Confidences pimentées d’un diplomate

Un diplomate confie qu’au lendemain de l’interpellation des 12 personnes présumées coupables dans l’affaire des 2,5 tonnes de résine de cannabis, un des propriétaires de la résine de cannabis s’est même offert le luxe insolent d’atterrir à Niamey Selon les services de renseignements d’un pays occidental, l’homme est arrivé au Niger en toute tranquillité et en toute confiance. Le grand service de l’État prétendument bénéficiaire des véhicules venus de Libye, lui a même fourni, selon les mêmes sources, cerise sur le gâteau, un officier qui l’a accompagné jusqu’au palais de justice. Il tenait à les voir au moment de leur déferrement. Son entrevue avec ses hommes de main terminée, le parrain a repris son avion et a quitté Niamey comme il était venu. En toute confiance ! Son séjour à Niamey a été des plus indicatifs quant à ses connexions au Niger. Il a été vu dans des lieux insoupçonnés. Tout a été soigneusement relevé et noté : son accueil à l’aéroport, ses fréquentations, ses amitiés, etc.

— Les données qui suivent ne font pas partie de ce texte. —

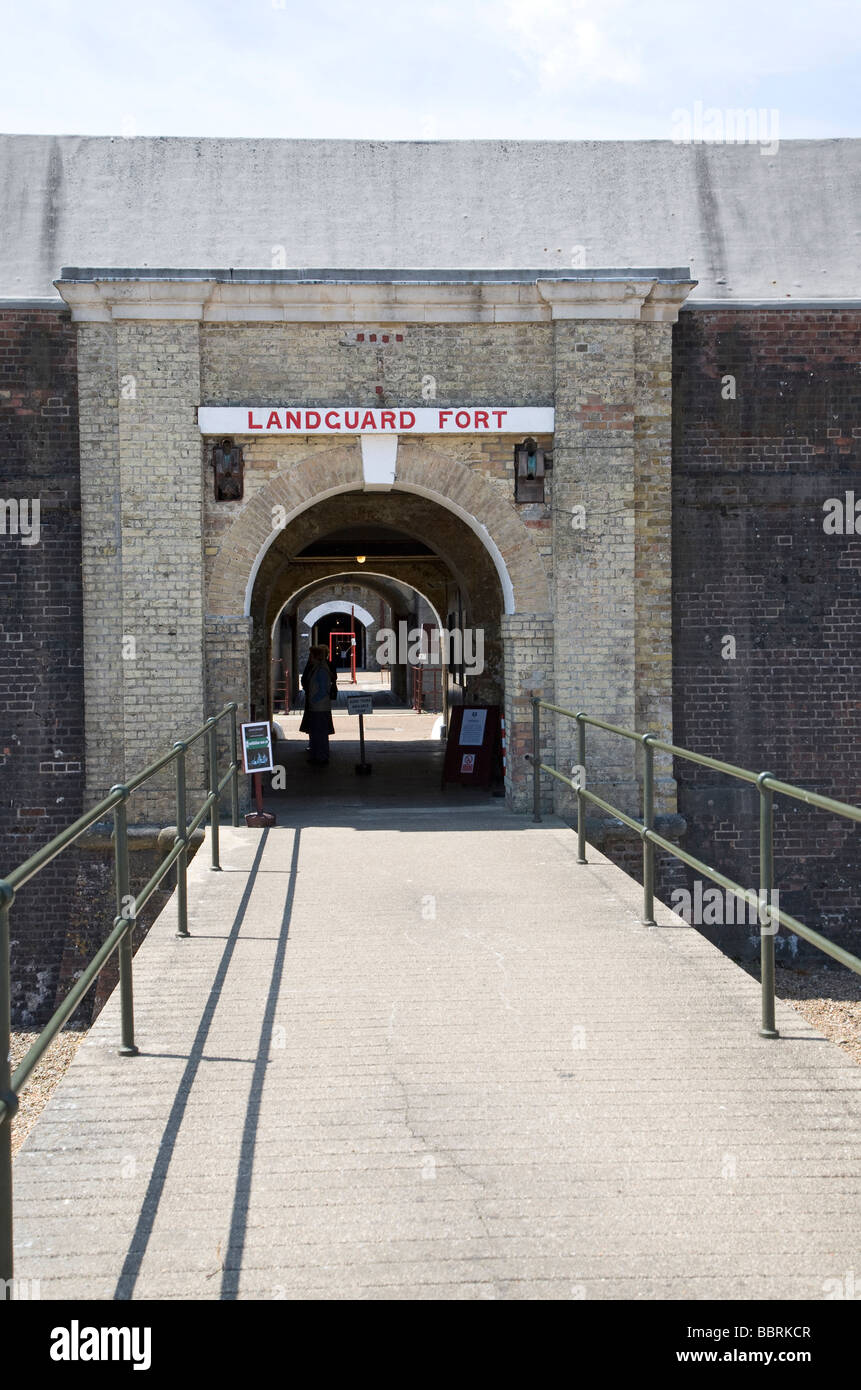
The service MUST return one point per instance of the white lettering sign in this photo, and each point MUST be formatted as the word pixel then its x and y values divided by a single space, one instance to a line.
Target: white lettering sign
pixel 356 420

Arrestation, puis libération, d’un membre présumé du Mujao

Dans tous les pays du monde où le trafic de drogue a pris pied au c?ur de l’État, les narcotrafiquants ont dû, pour asseoir les bases solides de leur commerce illicite, infiltré les régimes en place. La visite, au Niger, d’un ressortissant d’un pays voisin, a été la première tentative d’infiltration des narcotrafiquants. Grâce aux bons offices d’un ami, cet hôte particulier, un certain Y,accompagné d’un certain R, va être mis en contact avec un officier supérieur qui, à son tour, l’a mis en contact avec un grand service de l’État. Avec ces cartes en main, le sinistre individu va demander une audience au ministre de l’Intérieur de l’époque, Hassoumi Massoudou. Alors qu’il a donné son accord pour l’audience, Massoudou va rapidement se raviser et demander à ce grand service de l’État d’attendre son appel avant de venir. Surprise ! Quelques heures après, le ministre de l’Intérieur donne des instructions fermes pour procéder à l’arrestation de l’individu. Ce qui fut fait. Mais, l’étranger ne restera pas plus de trois jours en prison. Il est libéré sur instruction. En dehors de toute responsabilité de Massoudou, lui aussi surpris par l’épilogue. Selon nos sources, la libération de ce membre présumé du Mujao a été d’ailleurs fêtée, quelque part, à Niamey, avec des amis locaux.

Les otages australiens libérés grâce aux bons offices de Niamey

En réalité, le monsieur qui était venu demander une audience auprès du ministre de l’Intérieur de l’époque, n’était pas inconnu des services de renseignements occidentaux. Son signalement, avec tous ses états de service, ont été mis à la disposition de Massoudou qui a immédiatement demandé qu’il soit arrêté et placé en détention. C’est un membre fiché du Mujao. Avec d’autres, il détient des capitaux importants dans une société de transport de la Place qui s’est installée, pas longtemps, au Niger. C’est par cette société de transport que l’infiltration, rendue impossible avec la réaction du ministre de l’Intérieur, a été finalement réalisée. Les quatre personnes interpellées à l’aéroport auraient fait cet aveu lors de leur audition. Cette société de transport est encore au Niger. C’est cet homme qui, une fois retourné dans son pays, a appelé un grand service de l’État pour demander s’il est intéressé par le couple d’otages australiens, enlevés courant janvier 2016, à Djibo, en territoire burkinabè. Ce même individu figure, selon un diplomate, parmi les propriétaires de la résine de cannabis saisie en juin 2018 et incinérée quelque temps après. Les otages australiens, une certaine Jocelyne et son collègue, sont libérés quelques semaines après. En campagne électorale à Dosso, en février 2016, le Président Issoufou recevra la dame Jocelyne qui a tenu à s’y rendre pour le remercier et lui témoigner sa gratitude.